Rock Solid Excavation clears overgrown land and solves the drainage problems that come with Michigan ground — moving water away from foundations and yards so the property is usable again. From a wooded back lot to a yard that floods every spring, we assess what's going on, lay out a plan, and put the land back to work. Clay soils and heavy rain make water the real enemy here, so we build for freeze, thaw, repeat.
Land Clearing
Overgrowth doesn't just look rough — it hides drainage problems, eats into usable space, and gets worse every year. We clear brush, scrub, and overgrowth so you can see what you've actually got and decide how to use it.
- Clearing brush, scrub, and overgrowth
- Opening up wooded or neglected back lots
- Clearing for new builds, additions, or expanded yard space
- Hauling off the cleared material
- Rough grading the cleared area so it's ready for what's next
Drainage Solutions
Most yard problems in Michigan come down to water. Clay soil holds it, spring melt and heavy rain pile it on, and a yard graded the wrong way funnels it straight at the house. We find where the water is coming from and where it needs to go, then build the grade and drainage to move it away from foundations and out of the low spots.
- Diagnosing where water is collecting and why
- Regrading yards to drain away from foundations
- Moving water out of chronically wet or flooded areas
- Drainage paths that hold up through freeze-thaw and heavy rain
Assess, Plan, Reclaim
Every property is different, so we start by walking it. John looks at how the land sits, where water moves, what's overgrown, and what you want the space to become. From there we lay out a plan — clear, grade, drain — and put the property back to work. Freeze, thaw, repeat — built to take it.
- A walk-through to see how the land and water actually behave
- A plan that fits how you want to use the space
- Clearing and grading sequenced so each step sets up the next
- A property left usable instead of just disturbed
Why It Holds Up Here
The reason drainage work fails is the same reason it's needed in the first place: Michigan's clay and weather. Clay drains slowly, so water has to be given a clear path or it just finds the lowest spot and sits. Spring melt and heavy summer storms test that path hard, and freeze-thaw works on any low spot all winter. We build grade and drainage that account for all of it — paths that carry real volume, slopes that keep water moving, and clearing that doesn't trade one wet spot for another. The goal is a property that drains and stays usable season after season, not one that needs the same fix again next spring.
Land Management in the field






Frequently asked
My yard floods every spring. Can you fix it?
Usually, yes. Spring flooding is almost always a grading and drainage problem made worse by Michigan's clay soil. We find where the water collects and why, then regrade and build drainage to move it away from the house and out of the low spots.

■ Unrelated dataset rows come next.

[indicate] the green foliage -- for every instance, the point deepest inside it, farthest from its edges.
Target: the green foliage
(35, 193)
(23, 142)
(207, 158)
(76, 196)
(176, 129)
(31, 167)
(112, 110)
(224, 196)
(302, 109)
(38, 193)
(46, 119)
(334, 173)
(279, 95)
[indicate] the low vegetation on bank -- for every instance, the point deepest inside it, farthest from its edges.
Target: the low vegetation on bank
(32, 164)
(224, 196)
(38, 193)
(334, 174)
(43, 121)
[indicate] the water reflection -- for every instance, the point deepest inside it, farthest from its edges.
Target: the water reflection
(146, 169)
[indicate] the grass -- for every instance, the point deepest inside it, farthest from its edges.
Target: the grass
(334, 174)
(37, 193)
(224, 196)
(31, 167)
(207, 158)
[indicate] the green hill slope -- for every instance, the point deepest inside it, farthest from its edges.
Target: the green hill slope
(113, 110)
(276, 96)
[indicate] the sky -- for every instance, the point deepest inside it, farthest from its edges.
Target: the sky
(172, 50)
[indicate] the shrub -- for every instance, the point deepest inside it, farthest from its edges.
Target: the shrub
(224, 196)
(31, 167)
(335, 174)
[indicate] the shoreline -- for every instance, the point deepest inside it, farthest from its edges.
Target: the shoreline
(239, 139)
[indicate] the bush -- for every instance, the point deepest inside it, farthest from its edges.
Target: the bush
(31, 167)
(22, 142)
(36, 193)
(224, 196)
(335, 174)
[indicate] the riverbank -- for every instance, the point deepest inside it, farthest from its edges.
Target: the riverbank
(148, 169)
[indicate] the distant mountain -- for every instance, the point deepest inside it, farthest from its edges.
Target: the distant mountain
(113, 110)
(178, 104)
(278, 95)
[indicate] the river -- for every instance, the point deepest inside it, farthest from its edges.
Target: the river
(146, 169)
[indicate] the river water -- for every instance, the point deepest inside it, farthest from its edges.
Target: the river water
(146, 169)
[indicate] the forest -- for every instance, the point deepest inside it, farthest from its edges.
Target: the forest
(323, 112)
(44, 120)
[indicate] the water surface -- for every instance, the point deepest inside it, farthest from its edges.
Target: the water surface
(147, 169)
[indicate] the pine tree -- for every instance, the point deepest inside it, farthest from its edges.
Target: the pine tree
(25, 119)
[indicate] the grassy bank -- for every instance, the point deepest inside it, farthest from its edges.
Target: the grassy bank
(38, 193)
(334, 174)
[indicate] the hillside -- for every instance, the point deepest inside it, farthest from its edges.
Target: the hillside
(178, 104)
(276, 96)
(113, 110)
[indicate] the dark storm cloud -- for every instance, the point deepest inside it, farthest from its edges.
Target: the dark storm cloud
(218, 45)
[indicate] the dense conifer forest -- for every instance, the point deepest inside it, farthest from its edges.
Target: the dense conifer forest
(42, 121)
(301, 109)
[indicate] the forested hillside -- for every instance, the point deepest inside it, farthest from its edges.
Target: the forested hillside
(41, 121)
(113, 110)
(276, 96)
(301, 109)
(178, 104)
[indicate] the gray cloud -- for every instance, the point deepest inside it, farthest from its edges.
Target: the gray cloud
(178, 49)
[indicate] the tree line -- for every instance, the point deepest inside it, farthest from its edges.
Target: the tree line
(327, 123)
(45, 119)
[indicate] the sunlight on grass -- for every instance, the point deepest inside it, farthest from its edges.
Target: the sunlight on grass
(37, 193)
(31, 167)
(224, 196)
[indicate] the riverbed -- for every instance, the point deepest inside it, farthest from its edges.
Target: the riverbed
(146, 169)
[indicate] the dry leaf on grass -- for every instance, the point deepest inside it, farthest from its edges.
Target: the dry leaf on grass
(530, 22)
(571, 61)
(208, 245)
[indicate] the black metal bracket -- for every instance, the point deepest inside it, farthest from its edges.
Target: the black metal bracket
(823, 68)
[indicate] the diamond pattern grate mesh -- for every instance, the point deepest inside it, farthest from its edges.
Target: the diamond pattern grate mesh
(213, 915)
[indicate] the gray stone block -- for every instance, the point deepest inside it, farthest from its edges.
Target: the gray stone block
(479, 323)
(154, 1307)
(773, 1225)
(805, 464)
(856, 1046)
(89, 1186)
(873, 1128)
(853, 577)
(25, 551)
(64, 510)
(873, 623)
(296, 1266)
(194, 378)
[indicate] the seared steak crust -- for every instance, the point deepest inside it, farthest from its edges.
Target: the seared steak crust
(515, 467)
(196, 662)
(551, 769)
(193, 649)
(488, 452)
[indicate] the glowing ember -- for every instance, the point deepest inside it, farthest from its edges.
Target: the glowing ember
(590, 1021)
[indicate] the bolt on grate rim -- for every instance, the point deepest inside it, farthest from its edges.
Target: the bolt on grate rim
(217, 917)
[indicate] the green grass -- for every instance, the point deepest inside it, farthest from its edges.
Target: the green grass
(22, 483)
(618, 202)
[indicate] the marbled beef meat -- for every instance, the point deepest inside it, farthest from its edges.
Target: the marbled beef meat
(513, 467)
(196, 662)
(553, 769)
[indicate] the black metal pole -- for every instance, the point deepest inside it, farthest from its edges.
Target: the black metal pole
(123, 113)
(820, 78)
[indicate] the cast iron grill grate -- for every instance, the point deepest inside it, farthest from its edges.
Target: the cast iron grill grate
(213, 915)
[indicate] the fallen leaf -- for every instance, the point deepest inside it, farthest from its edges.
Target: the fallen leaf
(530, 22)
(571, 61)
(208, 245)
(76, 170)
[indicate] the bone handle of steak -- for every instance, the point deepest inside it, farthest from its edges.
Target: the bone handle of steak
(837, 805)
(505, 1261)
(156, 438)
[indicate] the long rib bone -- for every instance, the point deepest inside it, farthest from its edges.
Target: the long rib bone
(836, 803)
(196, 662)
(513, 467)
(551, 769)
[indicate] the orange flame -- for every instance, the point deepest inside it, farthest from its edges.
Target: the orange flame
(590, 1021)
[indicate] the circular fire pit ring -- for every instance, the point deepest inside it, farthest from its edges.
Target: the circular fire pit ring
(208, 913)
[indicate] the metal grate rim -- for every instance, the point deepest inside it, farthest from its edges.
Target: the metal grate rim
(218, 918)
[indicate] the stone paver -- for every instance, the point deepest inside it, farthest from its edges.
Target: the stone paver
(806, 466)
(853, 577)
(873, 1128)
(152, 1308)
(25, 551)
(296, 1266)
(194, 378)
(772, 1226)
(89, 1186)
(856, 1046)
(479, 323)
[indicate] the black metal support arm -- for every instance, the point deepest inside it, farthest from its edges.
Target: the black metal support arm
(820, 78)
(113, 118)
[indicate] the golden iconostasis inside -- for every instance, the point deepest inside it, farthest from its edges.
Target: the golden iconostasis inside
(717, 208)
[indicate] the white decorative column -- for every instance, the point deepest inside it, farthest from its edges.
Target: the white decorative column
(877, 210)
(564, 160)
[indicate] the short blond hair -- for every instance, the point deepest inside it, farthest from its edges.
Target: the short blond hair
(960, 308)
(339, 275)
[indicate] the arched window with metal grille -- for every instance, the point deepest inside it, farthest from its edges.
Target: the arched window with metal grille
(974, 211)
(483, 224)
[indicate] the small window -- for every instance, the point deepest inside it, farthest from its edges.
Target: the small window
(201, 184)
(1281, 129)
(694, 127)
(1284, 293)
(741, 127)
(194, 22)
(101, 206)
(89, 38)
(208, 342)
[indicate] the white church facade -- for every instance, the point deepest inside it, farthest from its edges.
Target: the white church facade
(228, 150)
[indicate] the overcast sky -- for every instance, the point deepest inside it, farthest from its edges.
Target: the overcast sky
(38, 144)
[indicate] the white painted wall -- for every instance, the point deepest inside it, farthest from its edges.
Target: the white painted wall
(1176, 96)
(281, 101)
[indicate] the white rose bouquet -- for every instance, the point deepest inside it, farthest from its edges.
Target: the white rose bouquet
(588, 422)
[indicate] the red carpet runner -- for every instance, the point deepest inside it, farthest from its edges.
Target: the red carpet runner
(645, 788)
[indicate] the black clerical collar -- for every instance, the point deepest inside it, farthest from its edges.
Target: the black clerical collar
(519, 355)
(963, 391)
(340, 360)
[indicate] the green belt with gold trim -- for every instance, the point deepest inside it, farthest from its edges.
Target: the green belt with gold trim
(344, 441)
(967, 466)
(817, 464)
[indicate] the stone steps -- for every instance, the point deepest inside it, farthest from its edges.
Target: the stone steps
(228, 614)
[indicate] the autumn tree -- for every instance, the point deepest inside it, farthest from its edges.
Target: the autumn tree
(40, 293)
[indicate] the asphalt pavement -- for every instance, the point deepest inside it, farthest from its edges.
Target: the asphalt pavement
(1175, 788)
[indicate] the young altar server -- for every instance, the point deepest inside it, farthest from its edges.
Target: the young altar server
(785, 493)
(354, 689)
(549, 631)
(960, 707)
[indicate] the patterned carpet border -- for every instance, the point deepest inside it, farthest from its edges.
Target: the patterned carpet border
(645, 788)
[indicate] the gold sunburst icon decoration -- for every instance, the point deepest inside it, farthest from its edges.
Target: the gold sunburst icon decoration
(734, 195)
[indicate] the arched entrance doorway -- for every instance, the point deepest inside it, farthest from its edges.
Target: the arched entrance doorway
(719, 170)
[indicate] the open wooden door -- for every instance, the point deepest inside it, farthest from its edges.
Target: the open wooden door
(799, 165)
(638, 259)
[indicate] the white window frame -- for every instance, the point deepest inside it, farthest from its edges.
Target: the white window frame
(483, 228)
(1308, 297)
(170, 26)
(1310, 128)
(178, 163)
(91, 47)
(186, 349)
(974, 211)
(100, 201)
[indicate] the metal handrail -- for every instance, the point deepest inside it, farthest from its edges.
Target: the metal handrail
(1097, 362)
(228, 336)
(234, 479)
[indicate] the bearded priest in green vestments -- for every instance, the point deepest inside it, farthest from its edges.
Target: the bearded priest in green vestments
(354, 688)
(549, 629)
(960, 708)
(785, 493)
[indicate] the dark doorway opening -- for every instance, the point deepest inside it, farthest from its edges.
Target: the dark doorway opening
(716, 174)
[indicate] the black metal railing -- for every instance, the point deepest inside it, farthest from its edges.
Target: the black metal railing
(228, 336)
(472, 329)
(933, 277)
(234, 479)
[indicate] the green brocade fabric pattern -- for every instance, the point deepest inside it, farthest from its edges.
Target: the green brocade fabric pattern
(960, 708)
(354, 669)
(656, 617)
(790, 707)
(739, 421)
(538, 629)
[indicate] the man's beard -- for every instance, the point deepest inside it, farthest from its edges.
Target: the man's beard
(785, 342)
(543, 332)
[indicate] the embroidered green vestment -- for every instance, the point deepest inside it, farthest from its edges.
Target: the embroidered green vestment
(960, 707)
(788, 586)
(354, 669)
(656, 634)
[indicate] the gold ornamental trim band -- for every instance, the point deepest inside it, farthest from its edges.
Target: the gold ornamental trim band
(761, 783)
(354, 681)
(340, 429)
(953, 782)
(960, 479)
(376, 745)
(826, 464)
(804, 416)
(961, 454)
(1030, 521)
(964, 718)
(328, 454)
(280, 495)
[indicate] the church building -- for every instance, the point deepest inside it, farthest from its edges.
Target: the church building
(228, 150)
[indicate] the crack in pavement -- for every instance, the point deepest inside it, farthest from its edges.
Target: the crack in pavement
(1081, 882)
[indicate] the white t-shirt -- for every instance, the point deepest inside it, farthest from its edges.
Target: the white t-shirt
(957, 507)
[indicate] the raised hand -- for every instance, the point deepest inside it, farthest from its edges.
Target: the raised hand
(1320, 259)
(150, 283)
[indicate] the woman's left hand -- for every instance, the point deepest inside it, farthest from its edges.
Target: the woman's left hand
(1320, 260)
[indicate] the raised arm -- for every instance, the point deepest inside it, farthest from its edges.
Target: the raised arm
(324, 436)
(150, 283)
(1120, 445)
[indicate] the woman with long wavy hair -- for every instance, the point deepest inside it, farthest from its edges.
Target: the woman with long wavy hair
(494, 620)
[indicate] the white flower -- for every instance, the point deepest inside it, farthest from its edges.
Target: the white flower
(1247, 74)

Can you clear an overgrown back lot so I can use it?
That's a big part of what we do. We clear brush and overgrowth, haul off the material, and rough grade the area so it's ready for a yard, a build, or just usable open space.
Do you handle both the clearing and the drainage together?
Yes, and it often makes sense to. Clearing opens up the land, and rough grading and drainage make it stay usable. We plan both together so you're not solving the same problem twice.
What areas do you serve?
We're based in Fenton and serve Genesee, Oakland, Livingston, and Washtenaw County, including Flint, Grand Blanc, Linden, Holly, Hartland, Howell, Brighton, Milford, South Lyon, and the surrounding area.